Hi! Today i attempted installing subs and an amplifier in my car and got all of the wiring from the trunk to the battery, radio, etc.. but no matter what i do i cannot get the green (power) light to turn on, on the amp. I can get it to a red (protection) light but heres the catch. I took off all connections on the amp and tried putting them on in different order to try and single out the problem. While doing so, i ended up plugging in the RCA's and the Remote wire and that alone made the amp power onto protection mode. How is this possible if the power wire AND ground wire were not even attached?? Any help/ advice would be greatly appreciated. Thanks!


----------



## jacampb2 (Dec 3, 2010)

It is probably getting it's ground via the RCA shield which is normally the amps secondary ground, however it is normally connected to primary ground via resistor internally in the amp. The other possibility is that it is getting ground from the physical connection of the amp to the metal in the vehicle.
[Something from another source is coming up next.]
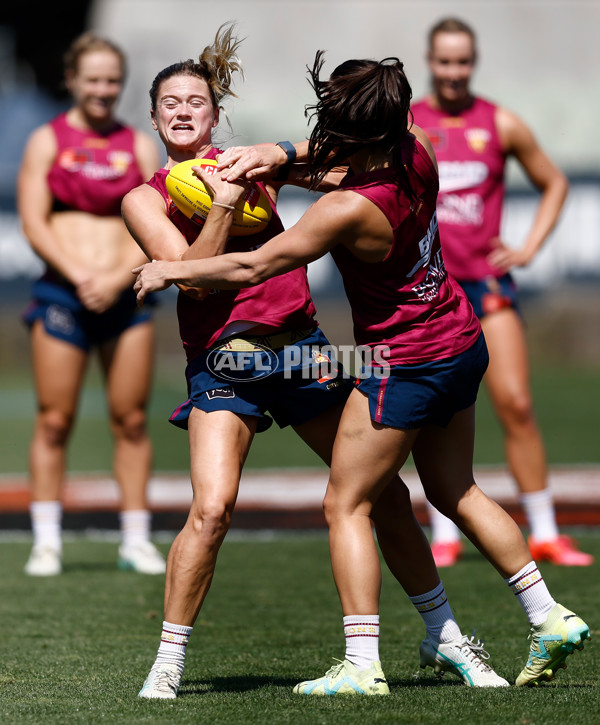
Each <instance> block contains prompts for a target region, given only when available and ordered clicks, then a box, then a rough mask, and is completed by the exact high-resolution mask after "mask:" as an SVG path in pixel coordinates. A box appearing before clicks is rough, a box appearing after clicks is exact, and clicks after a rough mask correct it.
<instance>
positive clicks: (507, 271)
mask: <svg viewBox="0 0 600 725" xmlns="http://www.w3.org/2000/svg"><path fill="white" fill-rule="evenodd" d="M492 244H493V245H494V249H493V251H492V252H490V254H489V255H488V262H489V263H490V264H491V265H492V266H493V267H496V268H497V269H499V270H500V271H501V272H503V273H504V274H506V273H508V272H510V270H511V269H514V268H515V267H526V266H527V265H528V264H529V262H531V259H530V257H529V255H527V254H526V253H525V252H524V251H523V250H522V249H514V248H513V247H508V246H507V245H506V244H505V243H504V242H503V241H502V239H500V237H495V238H494V239H492Z"/></svg>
When you connect the remote wire it will actually power the IC that controls the SMPS. The remote wire also sometimes powers other low current circuits possibly including the LEDs that display status.

As for why it does not power up properly in the first place, it is probably damaged and the protection circuit is doing it's job.

Good luck,
Jason


----------



## Sine Swept (Sep 3, 2010)

I have used computer power supplies to low power bench test any unknown condition amp, before putting it into the car. I think the electrical cord cost me more than the actual power supply.

Hook up power and ground, then jump a lead from remote wire to + battery. Amp should turn on and remain stable. Apply a source to the amp, possibly on a wire from your phone. I will even use a junked OEM speaker to test it out. I can at least hear if it is somewhat full range coming out of the amp The worst that happens is I burn out an OEM speaker. Much easier to find out these issues before it is all mounted inside a car.

If it is a larger amp, you will likely want a battery as a buffer on your power supply. I have turned on a lot of amps though with my adjustable voltage 5 amp power supply.


----------